# Text Classification NLP with 10,000 Rotten Tomatoes reviews
I'll be using the Rotten Tomatoes movie review dataset from Hugging Face datasets, this contains 10,000 reviews that will be split for training and testing. In this notebook, we use pretrained sentiment analysis model to classify the movie reviews from either as positive or negative.



Libraries added:

!pip install datasets transformers evaluate

from datasets import load_dataset

from transformers import pipeline, AutoTokenizer, AutoModelForSequenceClassification, TrainingArguments, Trainer

import evaluate

import numpy as np

import torch

from sklearn.metrics import accuracy_score

In [2]:
from datasets import load_dataset
from transformers import pipeline, AutoTokenizer, AutoModelForSequenceClassification, TrainingArguments, Trainer
import evaluate
import numpy as np
import torch
from sklearn.metrics import accuracy_score

dataset = load_dataset("rotten_tomatoes")
print(dataset)
dataset['train'][0]

The secret `HF_TOKEN` does not exist in your Colab secrets.
To authenticate with the Hugging Face Hub, create a token in your settings tab (https://huggingface.co/settings/tokens), set it as secret in your Google Colab and restart your session.
You will be able to reuse this secret in all of your notebooks.
Please note that authentication is recommended but still optional to access public models or datasets.


DatasetDict({
    train: Dataset({
        features: ['text', 'label'],
        num_rows: 8530
    })
    validation: Dataset({
        features: ['text', 'label'],
        num_rows: 1066
    })
    test: Dataset({
        features: ['text', 'label'],
        num_rows: 1066
    })
})


{'text': 'the rock is destined to be the 21st century\'s new " conan " and that he\'s going to make a splash even greater than arnold schwarzenegger , jean-claud van damme or steven segal .',
 'label': 1}

# Model set up and hyperparameter tuning
As I have texts that dont exceed 512 tokens, I chose to continue with the base(distilbert-base-uncased). Alternatively was going to use (allenai/longformer-base-4096), but ran slower than distolbert.

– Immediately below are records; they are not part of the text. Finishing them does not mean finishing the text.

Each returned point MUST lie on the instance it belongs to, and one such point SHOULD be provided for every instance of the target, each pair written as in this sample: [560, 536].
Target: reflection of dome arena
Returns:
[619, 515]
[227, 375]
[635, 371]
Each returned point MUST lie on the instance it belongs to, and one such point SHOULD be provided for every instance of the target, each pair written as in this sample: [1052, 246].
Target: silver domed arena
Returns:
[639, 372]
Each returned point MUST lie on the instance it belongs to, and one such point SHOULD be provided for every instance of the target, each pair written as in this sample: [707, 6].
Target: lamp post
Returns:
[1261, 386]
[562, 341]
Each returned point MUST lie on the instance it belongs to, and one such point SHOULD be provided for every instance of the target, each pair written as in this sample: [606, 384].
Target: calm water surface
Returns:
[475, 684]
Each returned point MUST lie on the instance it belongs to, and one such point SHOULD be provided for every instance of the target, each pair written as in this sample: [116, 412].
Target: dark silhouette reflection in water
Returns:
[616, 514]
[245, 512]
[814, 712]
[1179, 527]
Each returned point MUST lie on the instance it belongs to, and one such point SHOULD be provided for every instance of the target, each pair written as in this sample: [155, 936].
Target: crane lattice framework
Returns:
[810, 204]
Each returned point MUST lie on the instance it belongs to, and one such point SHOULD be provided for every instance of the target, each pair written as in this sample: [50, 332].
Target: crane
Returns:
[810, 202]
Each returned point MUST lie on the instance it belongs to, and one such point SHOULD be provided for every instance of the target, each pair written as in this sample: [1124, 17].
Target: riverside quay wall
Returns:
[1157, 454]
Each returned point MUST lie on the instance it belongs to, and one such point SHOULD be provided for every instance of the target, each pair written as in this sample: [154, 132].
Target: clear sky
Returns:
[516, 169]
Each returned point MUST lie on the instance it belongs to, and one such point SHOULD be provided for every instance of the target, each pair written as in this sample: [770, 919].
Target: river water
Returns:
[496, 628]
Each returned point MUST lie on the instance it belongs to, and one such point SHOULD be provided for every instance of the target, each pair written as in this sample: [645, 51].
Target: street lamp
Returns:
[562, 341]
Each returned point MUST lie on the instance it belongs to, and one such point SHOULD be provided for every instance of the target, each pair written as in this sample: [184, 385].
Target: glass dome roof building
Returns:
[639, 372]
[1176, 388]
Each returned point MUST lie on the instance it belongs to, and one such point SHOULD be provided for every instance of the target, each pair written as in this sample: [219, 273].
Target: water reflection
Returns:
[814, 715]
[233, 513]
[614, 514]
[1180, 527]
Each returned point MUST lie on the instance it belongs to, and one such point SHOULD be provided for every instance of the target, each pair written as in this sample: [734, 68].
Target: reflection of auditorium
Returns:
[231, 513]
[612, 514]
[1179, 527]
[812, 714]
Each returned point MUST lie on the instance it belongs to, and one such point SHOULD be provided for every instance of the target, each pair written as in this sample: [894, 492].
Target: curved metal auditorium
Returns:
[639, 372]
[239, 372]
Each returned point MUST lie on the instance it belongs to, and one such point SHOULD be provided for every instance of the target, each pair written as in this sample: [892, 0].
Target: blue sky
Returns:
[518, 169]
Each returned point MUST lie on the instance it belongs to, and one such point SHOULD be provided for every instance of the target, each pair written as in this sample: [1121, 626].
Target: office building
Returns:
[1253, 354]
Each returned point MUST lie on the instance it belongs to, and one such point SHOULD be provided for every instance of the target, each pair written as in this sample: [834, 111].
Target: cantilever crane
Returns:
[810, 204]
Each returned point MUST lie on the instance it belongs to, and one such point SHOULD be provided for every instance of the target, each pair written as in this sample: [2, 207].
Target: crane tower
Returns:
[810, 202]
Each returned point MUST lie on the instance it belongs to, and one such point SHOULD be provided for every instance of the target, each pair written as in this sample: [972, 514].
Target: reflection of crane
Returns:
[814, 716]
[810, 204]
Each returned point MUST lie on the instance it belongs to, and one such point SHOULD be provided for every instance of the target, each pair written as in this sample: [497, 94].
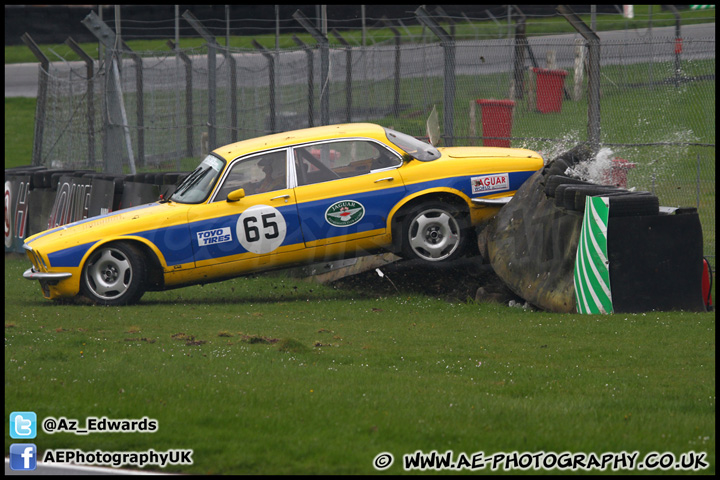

I included my standard tokenizer and classifier onto the dataset that will run preprocessing, passing the inputs through the model, and postprocessing. I had issues with the token limit and adjusted the maximum capable.

My inputs is the preprocess_function that I have defined to also include padding, truncation, and max_length. I also mapped the dataset and batched it to run smoother than defore as its running on a older cpu.



In [3]:
checkpoint = "distilbert-base-uncased-finetuned-sst-2-english"
tokenizer = AutoTokenizer.from_pretrained(checkpoint)
model = AutoModelForSequenceClassification.from_pretrained(checkpoint)
classifier = pipeline("sentiment-analysis", model=model, tokenizer=tokenizer)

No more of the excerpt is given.